As noted by the United States Supreme Court in Edmonds v. Compagnie Generale Transatlantique, 443 U.S. 256, 271, 99 S.Ct. 2753, 61 L.Ed.2d 521 (1979), fn. 30:
As noted in n. 8, supra, the general rule is that a person whose negligence is a substantial factor in the plaintiff's indivisible injury is entirely liable even if other factors concurred in causing the injury. Normally, the chosen tortfeasor may seek contribution from another concurrent tortfeasor. If both are already before the court -for example, when the plaintiff himself is the concurrent tortfeasor or when the two tortfeasors are suing each other as in a collision case like Reliable Transfer — a separate contribution action is unnecessary, and damages are simply allocated accordingly. But the stevedore is not a party and cannot be made a party here, so the Reliable Transfer contribution shortcut is inapplicable. Contribution remedies the unjust enrichment of the concurrent tortfeasor, see Leflar, Contribution and Indemnity Between Tortfeasors, 81 U.Pa.L.Rev. 130, 136 (1932), and while it may sometimes limit the ultimate loss of the tortfeasor chosen by the plaintiff, it does not justify allocating more of the loss to the innocent employee, who was not unjustly enriched. See also H. Hart A. Sacks, The Legal Process: Basic Problems in the Making and Application of Law 525 (tent. ed. 1958). Our prior cases recognize that. Even before Reliable Transfer, we apportioned damages between vessels that collided and sued one another. Reliable Transfer merely changed the apportionment from equal division to division on the basis of relative fault. But we did not upset the rule that the plaintiff may recover from one of the colliding vessels the damage concurrently caused by the negligence of both. Compare Reliable Transfer Co. (apportionment of damages on basis of relative fault between plaintiff and defendant who concurrently caused grounding), and The Schooner Catharine v. Dickinson, [58 U.S.] 17 How. 170, 5 L.Ed. 233 (1855) (equal apportionment of damages between libelant and respondent vessels where both at fault in collision), with The Atlas, 93 U.S. 302, 23 L.Ed. 863 (1876) (in suit by insurer of cargo against one of two ships whose concurrent fault caused collision, the insurer is entitled to recover in full, despite the rule of equal apportionment, because the insurer is not a wrongdoer), and The Juniata, 93 U.S. 337, 340, 23 L.Ed. 930 (1876) (same; if respondent vessel has any rights against nonparty vessel, they "must be settled in another proceeding"). (Emphasis added.)
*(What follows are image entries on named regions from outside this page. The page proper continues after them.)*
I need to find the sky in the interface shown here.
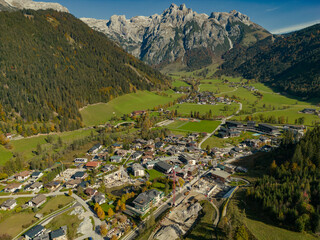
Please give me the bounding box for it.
[41,0,320,33]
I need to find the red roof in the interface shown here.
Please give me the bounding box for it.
[86,162,100,167]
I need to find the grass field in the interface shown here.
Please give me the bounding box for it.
[246,218,319,240]
[0,146,13,166]
[202,132,258,148]
[199,79,235,94]
[185,201,216,240]
[39,196,73,215]
[172,80,190,87]
[169,103,239,117]
[9,129,93,163]
[146,169,165,181]
[233,107,320,126]
[46,210,81,239]
[80,91,180,126]
[166,120,220,132]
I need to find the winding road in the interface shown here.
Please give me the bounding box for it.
[198,102,242,148]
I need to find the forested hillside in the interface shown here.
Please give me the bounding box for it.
[247,126,320,233]
[217,24,320,97]
[0,10,167,131]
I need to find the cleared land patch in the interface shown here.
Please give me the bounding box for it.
[80,91,180,126]
[169,103,239,117]
[166,120,220,133]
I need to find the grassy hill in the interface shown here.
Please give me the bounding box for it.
[80,91,180,126]
[0,10,168,131]
[216,24,320,98]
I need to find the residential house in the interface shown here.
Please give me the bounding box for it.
[26,182,43,192]
[84,188,97,197]
[226,121,243,129]
[73,158,88,163]
[258,123,279,134]
[115,149,128,157]
[28,194,47,208]
[131,151,143,161]
[23,225,45,240]
[0,199,17,210]
[110,155,122,163]
[4,183,22,192]
[131,163,145,177]
[88,143,102,154]
[145,160,159,170]
[50,227,68,240]
[44,181,61,191]
[14,171,31,181]
[154,161,173,173]
[31,171,43,181]
[92,192,107,205]
[211,170,231,183]
[301,108,317,114]
[112,143,123,149]
[132,189,164,214]
[86,161,101,169]
[71,171,88,179]
[65,179,81,188]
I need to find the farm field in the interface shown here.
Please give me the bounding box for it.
[246,218,319,240]
[8,129,94,161]
[202,132,258,148]
[166,120,220,133]
[0,146,13,166]
[199,79,235,94]
[233,107,320,126]
[172,80,190,87]
[80,91,180,126]
[185,201,216,240]
[168,103,239,117]
[146,169,165,181]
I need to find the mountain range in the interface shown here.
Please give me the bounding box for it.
[0,0,69,12]
[0,10,168,130]
[81,4,271,69]
[216,24,320,98]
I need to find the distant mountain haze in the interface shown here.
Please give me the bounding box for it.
[81,4,271,69]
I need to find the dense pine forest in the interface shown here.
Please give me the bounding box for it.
[0,10,167,132]
[247,127,320,233]
[217,24,320,97]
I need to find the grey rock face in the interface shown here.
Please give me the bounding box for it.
[0,0,69,12]
[82,4,269,68]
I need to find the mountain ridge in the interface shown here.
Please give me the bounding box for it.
[0,0,69,12]
[0,10,168,131]
[216,24,320,98]
[81,4,271,69]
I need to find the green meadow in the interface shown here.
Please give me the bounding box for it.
[166,120,220,133]
[80,91,180,126]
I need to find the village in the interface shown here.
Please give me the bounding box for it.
[0,107,305,239]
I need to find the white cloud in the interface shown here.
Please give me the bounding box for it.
[266,7,280,12]
[271,19,320,34]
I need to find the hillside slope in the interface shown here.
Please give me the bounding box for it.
[217,24,320,97]
[0,10,167,130]
[82,4,270,69]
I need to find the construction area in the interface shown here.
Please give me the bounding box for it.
[149,191,206,240]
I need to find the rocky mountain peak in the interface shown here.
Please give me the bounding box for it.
[82,3,270,70]
[0,0,69,12]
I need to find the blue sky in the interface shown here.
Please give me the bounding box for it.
[38,0,320,33]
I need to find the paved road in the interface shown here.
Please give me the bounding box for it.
[198,103,242,148]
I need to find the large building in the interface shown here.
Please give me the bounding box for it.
[258,123,279,134]
[154,161,173,174]
[132,189,164,214]
[131,163,144,177]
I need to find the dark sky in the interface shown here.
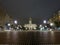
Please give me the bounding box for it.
[0,0,60,24]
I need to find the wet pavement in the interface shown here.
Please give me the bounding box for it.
[0,31,60,45]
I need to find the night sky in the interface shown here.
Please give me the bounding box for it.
[0,0,60,24]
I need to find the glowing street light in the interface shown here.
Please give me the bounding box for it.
[8,23,11,26]
[14,20,18,24]
[43,20,47,24]
[50,23,54,26]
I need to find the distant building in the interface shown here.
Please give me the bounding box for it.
[0,7,13,26]
[24,18,37,30]
[49,10,60,22]
[49,10,60,27]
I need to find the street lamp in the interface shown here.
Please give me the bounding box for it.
[14,20,18,24]
[8,23,11,26]
[43,20,47,24]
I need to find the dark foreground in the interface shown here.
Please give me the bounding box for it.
[0,31,60,45]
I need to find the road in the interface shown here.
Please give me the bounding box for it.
[0,30,60,45]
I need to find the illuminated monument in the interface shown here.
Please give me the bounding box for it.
[0,6,13,26]
[49,10,60,27]
[24,18,37,30]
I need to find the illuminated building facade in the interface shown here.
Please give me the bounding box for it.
[24,18,37,30]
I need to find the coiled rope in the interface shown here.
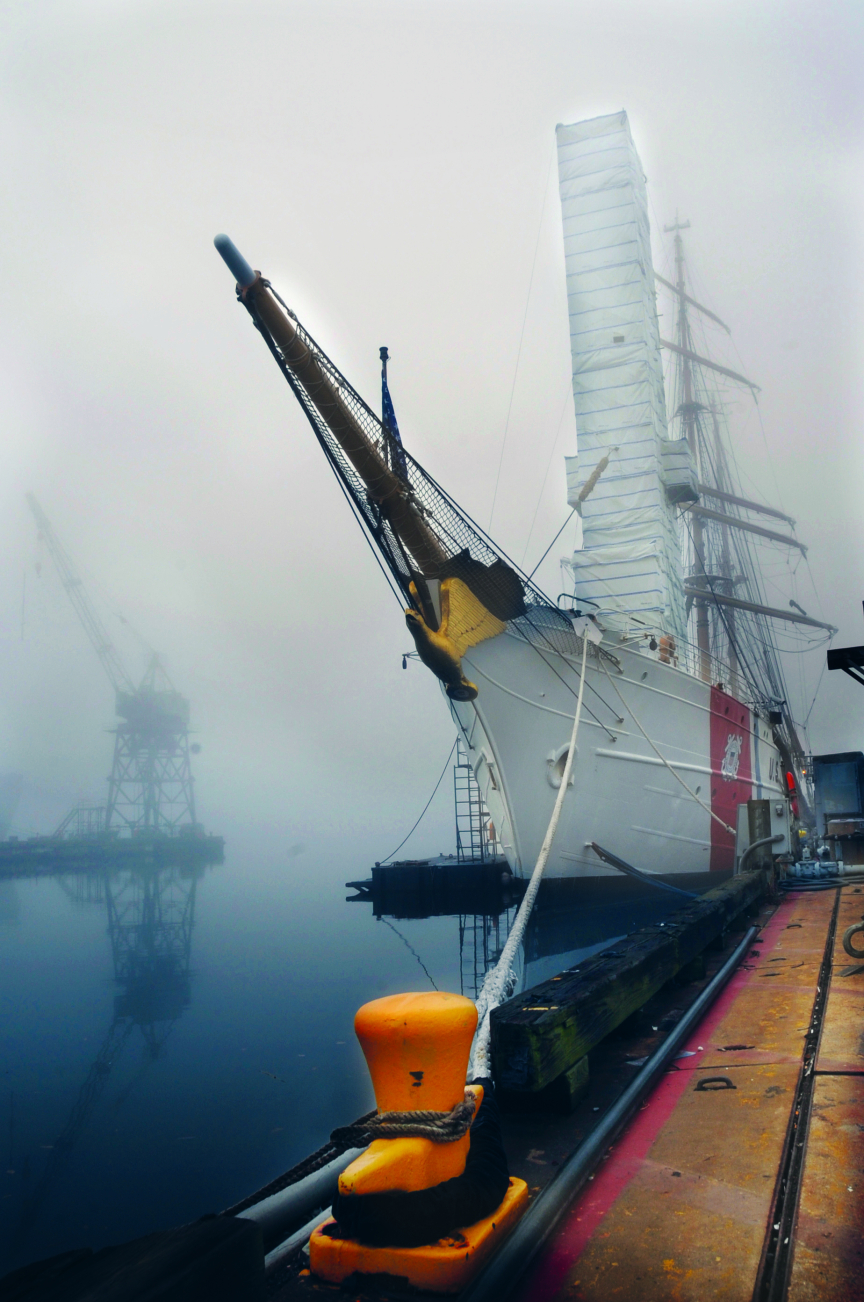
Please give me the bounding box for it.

In the case before us all three tortfeasors are parties and before the court. Yet the majority opinion "declines" to follow the guidance of the United States Supreme Court and creates for these experienced plaintiffs a windfall not available under either maritime or state law, relying on concepts of "contribution" and "procedure" that are inapplicable if not obsolete. See Civil Code article 2324.
The majority does not even address, much less explain, the use of the words "in solido" and "jointly and severally" in the trial court judgment, practically inviting further litigation. Nor does the majority seem able to draw the comparison given in Edmonds between cases where all tortfeasors are before the court, and those where one of the parties is not at fault or where one of the tortfeasors is not a party.
I respectfully submit common sense and judicial economy require a different result and respectfully dissent.